# To tell, or not to tell...the family of the cheating husband



## Mary1214 (Mar 19, 2013)

Hi Everyone,
I would love to hear opinions on whether or not to tell the family of my cheating husband why I am leaving him. I am really close with his family, but I don't know if it is overstepping my boundaries if I tell his family. I don't want them to hate me, and I'm sure he is going to feed them some bullcrap about what a horrible person I am and make up some other sorry excuse for why I am leaving. 

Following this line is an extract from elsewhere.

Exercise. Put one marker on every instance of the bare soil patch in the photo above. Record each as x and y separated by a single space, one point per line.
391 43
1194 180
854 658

Thanks in advance!!:scratchhead:


----------



## Affaircare (Jan 11, 2010)

Mary, 

I can only speak from my experience. When my exH left me, our kids and our business to move to another state with his mistress, he didn't tell anyone anything. He SURELY did not tell his family he had been cheating on me! So a few days after he disappeared, his mom called and asked if I knew where he was. I did tell her the truth but did not drag his name through the mud or rant and rave. I said, "I have not had confirmation but I do believe I know where he is. <name> has been having an affair with a woman and he told me it was between him and I so I had not said anything. I believe he has moved to <state> to be with her." 

Namely, I kept it factual and didn't speak in anger, but also was no longer going to hide what he was doing to help him do it better. If he wanted to cheat that's his choice but he'd be doing it in broad daylight rather than in secret.


----------



## verpin zal (Feb 23, 2013)

If they will hate you because of your husband's actions, start running now. Nobody comes up with some story of infidelity out of the blue.


----------



## Mary1214 (Mar 19, 2013)

I know they won't hate me. They already have a good idea of what type of person he is and I know they will always love me as I will them. I just don't want them to think that I am "trashing" him. I don't know if it is inappropriate for me to involve them.


----------



## Affaircare (Jan 11, 2010)

Here's the way I see it, Mary. You are not "trashing him." You are speaking the truth as factually as you can. It is his ACTIONS that are "trashing him." Make sense? You just tell them a statement like "I wanted you to know we are divorcing because I found out he was cheating. I would have considered reconciliation if he stopped cheating but he did not want to do that. I love you and will always consider you family by choice, but sadly we won't be family by blood any longer."


----------



## Shaggy (Jul 17, 2011)

Tell them, especially if they came to the wedding


----------